Il ne répondit pas tout de suite, il réfléchissait, son visage paraissait maintenant distrait et pensif, il ne restait plus grand-chose de sa vivacité électrique précédente.

- Eh oui, finit-il lentement par répondre, par hasard… comme toutes les découvertes… par hasard… Je sais seulement que la diminution de la température n’était pas seule à jouer… ça n’aurait pas suffi… bien que j’aie atteint mille degrés en dessous de zéro… Il y avait aussi autre chose… et c’est justement…

- Eh bien ? – le pressai-je.

- Mais, je l’ignore ! – explosa-t-il enfin… - Je l’ignore, même si tu m’infliges le supplice de la roue. J’ignore aussi ce que cela signifie, comment c’est possible, ce que cela deviendra ! Tout à coup c’était là… c’était là… cela est apparu dans la cornue… cela a traversé le verre… puis c’est tombé… s’est brisé… et a disparu…

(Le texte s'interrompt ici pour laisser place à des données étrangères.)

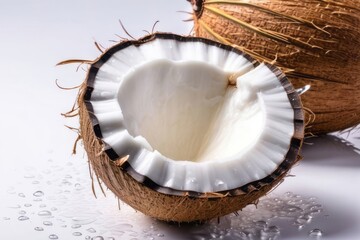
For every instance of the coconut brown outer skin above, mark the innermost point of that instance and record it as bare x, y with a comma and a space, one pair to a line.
152, 203
321, 47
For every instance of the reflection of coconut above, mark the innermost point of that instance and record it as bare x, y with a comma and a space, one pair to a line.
187, 129
317, 42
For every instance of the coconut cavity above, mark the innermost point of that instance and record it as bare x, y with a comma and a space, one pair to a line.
180, 116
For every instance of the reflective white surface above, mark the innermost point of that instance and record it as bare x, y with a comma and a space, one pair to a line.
36, 147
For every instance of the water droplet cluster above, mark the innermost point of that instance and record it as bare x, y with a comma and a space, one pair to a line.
59, 200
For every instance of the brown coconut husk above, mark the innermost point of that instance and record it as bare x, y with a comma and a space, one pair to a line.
316, 42
167, 204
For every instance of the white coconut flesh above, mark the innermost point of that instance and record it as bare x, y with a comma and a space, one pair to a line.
167, 107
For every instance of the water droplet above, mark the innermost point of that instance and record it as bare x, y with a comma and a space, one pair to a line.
21, 195
29, 176
315, 233
47, 223
97, 238
261, 224
125, 225
78, 186
44, 213
91, 230
15, 206
76, 226
53, 236
219, 183
38, 194
22, 212
23, 218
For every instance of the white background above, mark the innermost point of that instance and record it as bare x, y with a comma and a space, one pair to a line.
36, 148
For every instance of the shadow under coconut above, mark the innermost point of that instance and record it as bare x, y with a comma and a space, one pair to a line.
331, 150
275, 215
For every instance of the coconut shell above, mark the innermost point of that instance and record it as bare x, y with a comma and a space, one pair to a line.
316, 42
167, 204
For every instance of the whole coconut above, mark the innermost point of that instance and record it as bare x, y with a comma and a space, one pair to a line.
317, 42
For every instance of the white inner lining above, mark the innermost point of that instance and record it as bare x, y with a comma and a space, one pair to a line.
187, 111
256, 135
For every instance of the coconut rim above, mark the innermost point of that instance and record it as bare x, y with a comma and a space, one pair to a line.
291, 157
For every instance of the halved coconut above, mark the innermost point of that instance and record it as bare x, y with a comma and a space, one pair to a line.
187, 129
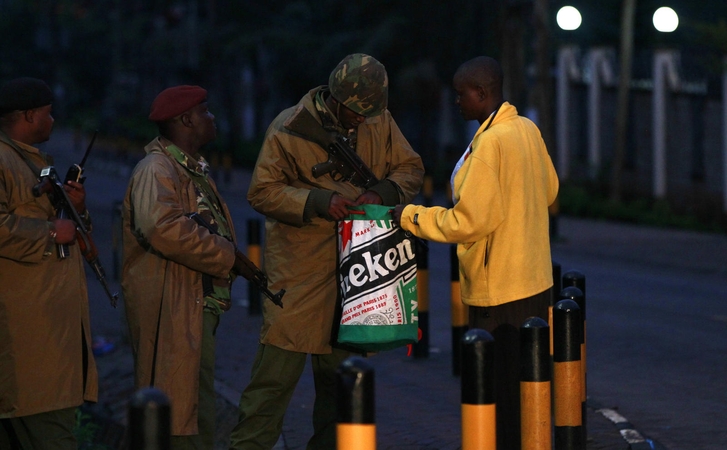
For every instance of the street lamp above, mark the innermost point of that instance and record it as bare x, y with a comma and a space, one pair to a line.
665, 19
568, 18
666, 77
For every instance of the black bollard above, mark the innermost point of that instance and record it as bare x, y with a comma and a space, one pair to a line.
356, 424
576, 294
428, 190
421, 348
567, 376
149, 420
554, 292
535, 407
478, 391
254, 254
460, 311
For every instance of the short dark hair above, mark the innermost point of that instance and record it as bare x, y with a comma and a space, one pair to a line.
482, 71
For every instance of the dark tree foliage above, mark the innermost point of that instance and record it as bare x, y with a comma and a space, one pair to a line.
107, 59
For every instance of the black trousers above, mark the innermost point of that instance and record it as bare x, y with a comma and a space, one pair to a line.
504, 322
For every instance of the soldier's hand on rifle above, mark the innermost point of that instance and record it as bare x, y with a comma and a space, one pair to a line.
369, 198
65, 230
396, 214
76, 194
338, 208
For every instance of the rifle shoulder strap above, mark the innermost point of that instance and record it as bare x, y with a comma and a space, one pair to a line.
6, 139
303, 124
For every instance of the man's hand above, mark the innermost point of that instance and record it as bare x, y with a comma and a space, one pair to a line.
369, 198
396, 214
76, 194
65, 231
338, 208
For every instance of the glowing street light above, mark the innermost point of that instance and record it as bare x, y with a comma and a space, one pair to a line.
568, 18
665, 19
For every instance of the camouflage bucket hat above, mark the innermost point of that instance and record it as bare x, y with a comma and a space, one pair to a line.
360, 83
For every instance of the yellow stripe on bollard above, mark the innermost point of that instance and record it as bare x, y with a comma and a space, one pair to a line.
355, 436
567, 388
478, 427
535, 428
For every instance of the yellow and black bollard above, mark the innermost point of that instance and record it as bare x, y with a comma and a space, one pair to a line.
535, 401
478, 391
356, 425
254, 254
567, 379
149, 420
574, 293
460, 311
421, 348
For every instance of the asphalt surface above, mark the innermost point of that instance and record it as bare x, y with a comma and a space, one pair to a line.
417, 399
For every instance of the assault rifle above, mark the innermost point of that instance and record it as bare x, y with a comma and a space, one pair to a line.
343, 163
75, 172
243, 266
51, 185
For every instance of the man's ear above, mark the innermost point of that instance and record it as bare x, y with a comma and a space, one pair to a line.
186, 119
481, 92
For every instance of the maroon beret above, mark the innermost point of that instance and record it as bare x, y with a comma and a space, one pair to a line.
176, 100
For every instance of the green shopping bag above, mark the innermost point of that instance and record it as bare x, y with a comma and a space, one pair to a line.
377, 280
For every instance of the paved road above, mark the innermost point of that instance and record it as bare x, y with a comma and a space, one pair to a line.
656, 334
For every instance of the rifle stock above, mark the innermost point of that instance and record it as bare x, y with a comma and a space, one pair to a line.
50, 184
343, 163
244, 267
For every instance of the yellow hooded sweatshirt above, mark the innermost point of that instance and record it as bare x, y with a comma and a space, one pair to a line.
500, 217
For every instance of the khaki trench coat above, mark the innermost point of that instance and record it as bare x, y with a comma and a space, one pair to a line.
302, 257
165, 254
44, 318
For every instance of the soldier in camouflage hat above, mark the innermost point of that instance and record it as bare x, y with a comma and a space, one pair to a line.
300, 241
359, 82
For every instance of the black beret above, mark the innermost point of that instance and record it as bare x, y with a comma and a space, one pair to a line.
24, 93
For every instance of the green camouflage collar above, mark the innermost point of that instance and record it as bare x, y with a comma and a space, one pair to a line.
198, 167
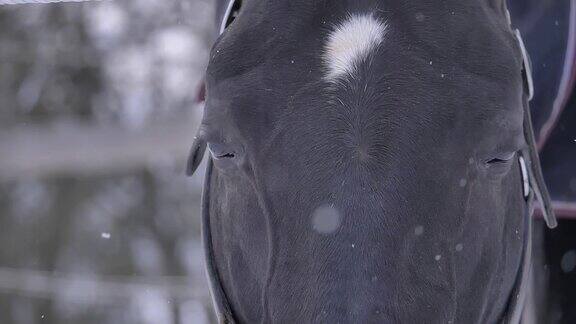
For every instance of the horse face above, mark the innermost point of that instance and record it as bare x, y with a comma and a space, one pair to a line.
365, 161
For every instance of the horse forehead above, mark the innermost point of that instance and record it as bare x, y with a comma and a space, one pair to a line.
351, 41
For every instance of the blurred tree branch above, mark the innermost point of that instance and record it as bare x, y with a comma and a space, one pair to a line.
75, 148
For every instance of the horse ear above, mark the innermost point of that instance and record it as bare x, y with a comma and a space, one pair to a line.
196, 154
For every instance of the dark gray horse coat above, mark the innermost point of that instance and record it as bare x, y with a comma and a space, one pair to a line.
370, 163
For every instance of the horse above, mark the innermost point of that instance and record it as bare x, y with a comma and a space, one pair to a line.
369, 161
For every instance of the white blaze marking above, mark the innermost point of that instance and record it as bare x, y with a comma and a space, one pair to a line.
350, 42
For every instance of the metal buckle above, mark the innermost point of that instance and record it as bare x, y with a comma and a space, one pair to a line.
527, 65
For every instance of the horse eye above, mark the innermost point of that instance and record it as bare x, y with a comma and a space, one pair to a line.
502, 159
234, 11
220, 151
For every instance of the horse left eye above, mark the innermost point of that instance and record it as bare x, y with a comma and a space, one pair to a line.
501, 159
221, 151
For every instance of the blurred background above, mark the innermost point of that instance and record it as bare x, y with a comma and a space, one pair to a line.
98, 223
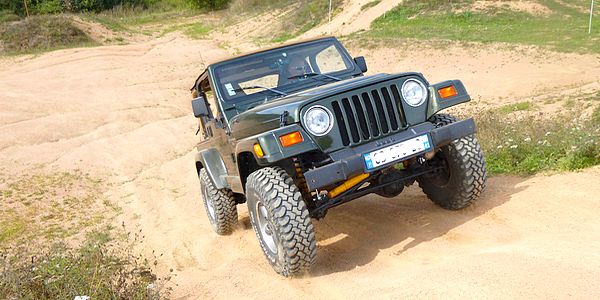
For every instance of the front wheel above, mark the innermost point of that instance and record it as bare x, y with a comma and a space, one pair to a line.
462, 178
281, 221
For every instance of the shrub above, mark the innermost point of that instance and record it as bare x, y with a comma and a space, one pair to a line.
209, 4
41, 33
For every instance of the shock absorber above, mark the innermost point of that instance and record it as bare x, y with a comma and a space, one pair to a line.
300, 180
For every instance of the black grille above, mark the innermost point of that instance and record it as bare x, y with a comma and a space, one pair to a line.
369, 115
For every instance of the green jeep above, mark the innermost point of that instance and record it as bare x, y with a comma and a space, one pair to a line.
296, 130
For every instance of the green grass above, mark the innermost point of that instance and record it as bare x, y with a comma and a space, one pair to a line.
41, 33
369, 4
11, 229
533, 144
509, 108
565, 29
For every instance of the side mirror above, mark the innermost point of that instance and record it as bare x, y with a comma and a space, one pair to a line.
361, 63
199, 107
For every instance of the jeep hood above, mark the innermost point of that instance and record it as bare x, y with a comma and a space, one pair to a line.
267, 116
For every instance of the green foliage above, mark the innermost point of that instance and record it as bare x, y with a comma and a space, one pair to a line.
533, 144
8, 16
596, 116
41, 33
565, 29
48, 7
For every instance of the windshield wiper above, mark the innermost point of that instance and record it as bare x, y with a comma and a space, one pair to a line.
312, 74
243, 88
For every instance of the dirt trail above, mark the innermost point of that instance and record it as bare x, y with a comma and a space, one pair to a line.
123, 112
352, 18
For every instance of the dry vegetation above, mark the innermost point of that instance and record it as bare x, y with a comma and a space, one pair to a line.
56, 242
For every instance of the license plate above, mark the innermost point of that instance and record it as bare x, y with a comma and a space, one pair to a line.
397, 151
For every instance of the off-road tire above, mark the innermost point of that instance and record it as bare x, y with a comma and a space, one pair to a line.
281, 221
219, 204
466, 169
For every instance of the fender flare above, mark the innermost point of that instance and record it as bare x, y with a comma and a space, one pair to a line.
211, 160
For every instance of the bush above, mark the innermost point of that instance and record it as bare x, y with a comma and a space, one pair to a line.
100, 269
8, 16
41, 33
531, 144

- Mais où ?… Qu’est-ce que c’est devenu ?

Il sursauta.

- Tu ne comprends pas ?… Je l’ignore !… Je ne le sais pas !… Je n’en ai pas la moindre idée !… Je ne sais rien… tout ce que je sais…

Il alla à la fenêtre, regarda dehors.

- Tout ce que je sais…, murmura-t-il pour lui-même, c’est ce que savait Galvani… quand la cuisse de grenouille s’est contractée sur le fil de fer tendu…

Je me suis approché de lui à la fenêtre. Le ciel était rouge, mais les faisceaux rouge sang flamboyaient jusqu’à l’horizon.

- Galvani, chuchotai-je, mais déjà il se doutait… qu’il avait saisi quelque chose… que la divinité mystérieuse s’était rendue… celle qui zigzague dans la foudre au firmament orageux… et que l’on adorait comme une puissance inconnue jusqu’alors…

Il me regarda.

- Et de nos jours, il n’existe plus de telles énergies inconnues ? – regarde !…

Les faisceaux lumineux de l’aurore boréale se tressèrent en une couronne, avant de se redéployer en un éventail gigantesque.

- Regarde… ces rayons se répandent… plus c’est loin… plus c’est grand… plus ça s’approche… plus c’est petit… ça disparaît en touchant le sol… exactement l’envers de ce qu’enseigne la loi de la perspective…

- Le quatrième état de la matière… balbutiai-je.

Le firmament flamboyait de mille couleurs.